In pratica il Rapporto si muove intorno a tre idee: a) riduzione della dipendenza tecnologica ed energetica dell’Ue dal resto del mondo; b) formazione di grandi imprese a livello europeo in tutti i settori, ancora meglio se controllate dai poteri pubblici, per competere ad armi pari con il resto del mondo; c) introduzione di una specie di nuovo patto dei produttori tra sindacati e imprese, basato sulla politica dei redditi, cioè sulla concertazione tra imprenditori e sindacati, che vincola l’accrescimento dei salari alla crescita della produzione e degli utili di impresa.

In sintesi: Draghi all’offerta esterna oppone la domanda interna.
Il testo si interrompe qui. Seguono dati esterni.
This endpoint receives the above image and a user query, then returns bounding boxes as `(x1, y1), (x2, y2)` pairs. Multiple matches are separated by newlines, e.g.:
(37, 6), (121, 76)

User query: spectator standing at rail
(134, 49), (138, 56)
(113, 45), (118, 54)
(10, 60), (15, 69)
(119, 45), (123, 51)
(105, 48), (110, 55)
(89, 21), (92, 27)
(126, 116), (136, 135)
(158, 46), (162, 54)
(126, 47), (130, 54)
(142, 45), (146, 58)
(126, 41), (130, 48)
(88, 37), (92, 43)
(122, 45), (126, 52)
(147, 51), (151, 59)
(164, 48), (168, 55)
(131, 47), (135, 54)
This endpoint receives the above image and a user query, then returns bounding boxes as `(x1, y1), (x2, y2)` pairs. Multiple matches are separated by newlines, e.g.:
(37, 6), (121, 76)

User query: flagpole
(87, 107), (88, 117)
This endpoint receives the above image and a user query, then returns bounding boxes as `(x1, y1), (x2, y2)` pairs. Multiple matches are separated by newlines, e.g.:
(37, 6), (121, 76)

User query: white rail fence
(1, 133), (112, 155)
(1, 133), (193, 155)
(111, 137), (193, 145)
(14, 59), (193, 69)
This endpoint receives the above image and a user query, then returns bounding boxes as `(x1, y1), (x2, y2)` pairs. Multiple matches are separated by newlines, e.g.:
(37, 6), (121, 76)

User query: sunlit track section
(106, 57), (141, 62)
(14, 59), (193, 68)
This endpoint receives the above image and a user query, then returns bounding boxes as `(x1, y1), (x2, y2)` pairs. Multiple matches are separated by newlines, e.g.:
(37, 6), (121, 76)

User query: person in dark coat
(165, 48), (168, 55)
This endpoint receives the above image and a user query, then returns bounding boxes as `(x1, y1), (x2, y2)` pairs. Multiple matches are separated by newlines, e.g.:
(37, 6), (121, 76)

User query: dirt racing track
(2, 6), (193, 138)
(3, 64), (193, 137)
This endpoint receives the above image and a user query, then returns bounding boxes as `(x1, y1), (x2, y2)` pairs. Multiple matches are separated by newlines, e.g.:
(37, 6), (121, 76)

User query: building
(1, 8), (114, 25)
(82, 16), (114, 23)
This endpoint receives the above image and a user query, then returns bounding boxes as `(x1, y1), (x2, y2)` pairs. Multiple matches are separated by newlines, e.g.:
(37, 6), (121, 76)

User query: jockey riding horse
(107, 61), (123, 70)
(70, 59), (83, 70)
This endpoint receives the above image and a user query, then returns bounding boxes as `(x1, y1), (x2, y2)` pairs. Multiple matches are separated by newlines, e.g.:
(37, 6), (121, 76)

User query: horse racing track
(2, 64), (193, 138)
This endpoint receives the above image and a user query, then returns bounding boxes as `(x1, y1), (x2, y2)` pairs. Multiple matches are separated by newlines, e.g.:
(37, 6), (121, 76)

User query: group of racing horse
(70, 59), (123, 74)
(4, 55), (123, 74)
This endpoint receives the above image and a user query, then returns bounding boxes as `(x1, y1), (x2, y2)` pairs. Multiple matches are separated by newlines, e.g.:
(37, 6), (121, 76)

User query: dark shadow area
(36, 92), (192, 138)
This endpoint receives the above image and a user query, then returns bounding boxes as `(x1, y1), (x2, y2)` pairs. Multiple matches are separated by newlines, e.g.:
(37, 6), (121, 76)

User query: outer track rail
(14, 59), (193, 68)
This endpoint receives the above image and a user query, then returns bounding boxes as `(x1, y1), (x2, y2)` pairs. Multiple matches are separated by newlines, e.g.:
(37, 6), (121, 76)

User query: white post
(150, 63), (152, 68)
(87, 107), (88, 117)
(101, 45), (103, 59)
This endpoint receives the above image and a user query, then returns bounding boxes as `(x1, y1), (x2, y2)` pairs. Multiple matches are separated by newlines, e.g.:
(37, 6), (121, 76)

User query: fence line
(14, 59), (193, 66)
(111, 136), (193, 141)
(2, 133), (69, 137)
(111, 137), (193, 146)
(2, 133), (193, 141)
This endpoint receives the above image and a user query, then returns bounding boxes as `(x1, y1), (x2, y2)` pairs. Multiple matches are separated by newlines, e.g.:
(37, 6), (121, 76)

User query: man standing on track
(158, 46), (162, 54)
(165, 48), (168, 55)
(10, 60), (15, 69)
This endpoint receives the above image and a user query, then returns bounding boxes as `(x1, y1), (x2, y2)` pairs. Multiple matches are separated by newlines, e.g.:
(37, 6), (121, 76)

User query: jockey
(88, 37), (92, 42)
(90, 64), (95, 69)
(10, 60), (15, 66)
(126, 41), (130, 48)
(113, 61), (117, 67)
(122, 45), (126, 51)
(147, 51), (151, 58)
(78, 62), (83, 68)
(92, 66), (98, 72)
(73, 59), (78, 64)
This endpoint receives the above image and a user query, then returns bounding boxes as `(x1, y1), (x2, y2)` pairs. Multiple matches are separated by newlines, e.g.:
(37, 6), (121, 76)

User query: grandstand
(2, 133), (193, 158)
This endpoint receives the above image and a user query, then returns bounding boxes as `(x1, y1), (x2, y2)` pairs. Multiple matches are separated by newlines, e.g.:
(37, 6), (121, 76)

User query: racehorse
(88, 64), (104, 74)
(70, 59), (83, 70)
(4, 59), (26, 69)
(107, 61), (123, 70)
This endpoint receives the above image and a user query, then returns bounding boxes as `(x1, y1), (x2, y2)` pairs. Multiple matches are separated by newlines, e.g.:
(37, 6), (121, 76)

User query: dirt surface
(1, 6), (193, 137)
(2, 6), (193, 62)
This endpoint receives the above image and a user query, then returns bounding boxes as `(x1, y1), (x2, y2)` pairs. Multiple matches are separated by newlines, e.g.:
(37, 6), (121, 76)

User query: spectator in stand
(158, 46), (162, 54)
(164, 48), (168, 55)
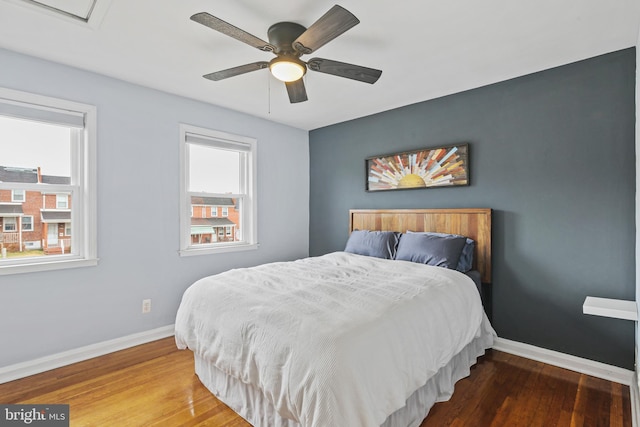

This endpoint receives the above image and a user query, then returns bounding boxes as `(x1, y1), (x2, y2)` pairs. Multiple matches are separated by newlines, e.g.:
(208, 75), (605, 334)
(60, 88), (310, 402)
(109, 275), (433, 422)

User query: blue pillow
(344, 230), (399, 259)
(407, 231), (476, 273)
(396, 233), (467, 270)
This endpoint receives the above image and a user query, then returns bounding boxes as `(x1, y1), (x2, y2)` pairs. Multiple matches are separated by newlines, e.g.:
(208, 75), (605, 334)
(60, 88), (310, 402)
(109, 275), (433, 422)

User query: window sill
(178, 243), (260, 256)
(0, 258), (98, 276)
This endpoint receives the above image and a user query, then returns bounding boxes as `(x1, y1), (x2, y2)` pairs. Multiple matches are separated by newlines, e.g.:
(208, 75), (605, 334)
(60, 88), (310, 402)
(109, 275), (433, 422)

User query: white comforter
(176, 252), (484, 427)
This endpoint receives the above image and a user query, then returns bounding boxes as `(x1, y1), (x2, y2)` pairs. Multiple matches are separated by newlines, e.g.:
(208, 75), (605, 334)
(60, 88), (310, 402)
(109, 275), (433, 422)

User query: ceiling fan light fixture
(269, 57), (307, 83)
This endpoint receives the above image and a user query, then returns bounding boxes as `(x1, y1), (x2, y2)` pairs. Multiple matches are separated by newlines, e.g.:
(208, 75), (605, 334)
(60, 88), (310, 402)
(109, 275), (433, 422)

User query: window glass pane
(22, 216), (33, 231)
(191, 196), (240, 245)
(187, 144), (244, 194)
(0, 116), (74, 179)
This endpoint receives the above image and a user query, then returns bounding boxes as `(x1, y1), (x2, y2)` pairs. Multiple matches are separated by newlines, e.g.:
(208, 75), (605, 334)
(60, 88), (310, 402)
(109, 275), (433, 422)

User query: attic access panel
(17, 0), (98, 22)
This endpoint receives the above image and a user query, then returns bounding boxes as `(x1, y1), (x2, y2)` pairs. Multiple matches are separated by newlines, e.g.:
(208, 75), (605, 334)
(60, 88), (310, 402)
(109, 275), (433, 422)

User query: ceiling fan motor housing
(267, 22), (307, 56)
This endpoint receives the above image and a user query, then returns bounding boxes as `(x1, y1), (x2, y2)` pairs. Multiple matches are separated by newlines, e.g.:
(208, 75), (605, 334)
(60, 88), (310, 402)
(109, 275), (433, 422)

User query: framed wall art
(365, 144), (469, 191)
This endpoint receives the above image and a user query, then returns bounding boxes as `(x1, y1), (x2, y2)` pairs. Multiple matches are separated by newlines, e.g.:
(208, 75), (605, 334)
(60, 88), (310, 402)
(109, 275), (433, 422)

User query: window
(0, 88), (97, 274)
(22, 215), (33, 231)
(180, 125), (258, 255)
(2, 217), (18, 233)
(56, 194), (69, 209)
(11, 190), (24, 203)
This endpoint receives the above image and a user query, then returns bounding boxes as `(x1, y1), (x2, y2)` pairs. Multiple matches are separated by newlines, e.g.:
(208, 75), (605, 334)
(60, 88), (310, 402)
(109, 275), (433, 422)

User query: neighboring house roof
(191, 196), (235, 206)
(42, 175), (71, 184)
(191, 218), (236, 236)
(40, 210), (71, 222)
(0, 203), (24, 217)
(0, 166), (71, 184)
(191, 218), (236, 227)
(0, 166), (38, 184)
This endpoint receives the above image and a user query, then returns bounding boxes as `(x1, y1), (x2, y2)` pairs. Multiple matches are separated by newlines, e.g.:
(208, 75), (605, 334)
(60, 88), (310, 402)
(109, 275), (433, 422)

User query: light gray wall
(309, 49), (636, 369)
(0, 49), (309, 367)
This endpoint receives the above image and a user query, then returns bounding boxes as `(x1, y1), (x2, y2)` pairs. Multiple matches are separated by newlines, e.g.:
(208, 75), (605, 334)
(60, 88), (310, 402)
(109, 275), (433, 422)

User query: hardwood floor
(0, 338), (631, 427)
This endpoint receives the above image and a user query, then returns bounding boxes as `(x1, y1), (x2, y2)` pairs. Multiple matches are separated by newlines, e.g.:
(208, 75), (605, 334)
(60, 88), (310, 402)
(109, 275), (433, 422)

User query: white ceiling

Non crede nel libero mercato. Ma molto probabilmente, da buon tecnocrate interventista, non vi ha mai creduto.

Sembra di rileggere un vecchio scritto di Keynes, degli anni Trenta, dove si celebrava l’ autosufficienza o autarchia economica britannica, allora di tipo  imperiale (**).

Ovviamente Draghi, che traspone il concetto a livello europeo, non usa questo termine, non abbastanza sofisticato, ma parla, più volte, della necessità di una difesa europea della “catena di approvvigionamento”. Come qui:

«In un mondo in cui i nostri rivali controllano molte delle risorse di cui abbiamo bisogno, tale agenda deve essere combinata con un piano per proteggere la nostra catena di approvvigionamento, dai minerali critici alle batterie fino alle infrastrutture di ricarica. La nostra risposta è stata limitata perché la nostra organizzazione, il processo decisionale e i finanziamenti sono progettati per “il mondo di ieri”: pre-Covid, pre-Ucraina, pre-conflagrazione in Medio Oriente, prima del ritorno della rivalità tra grandi potenze».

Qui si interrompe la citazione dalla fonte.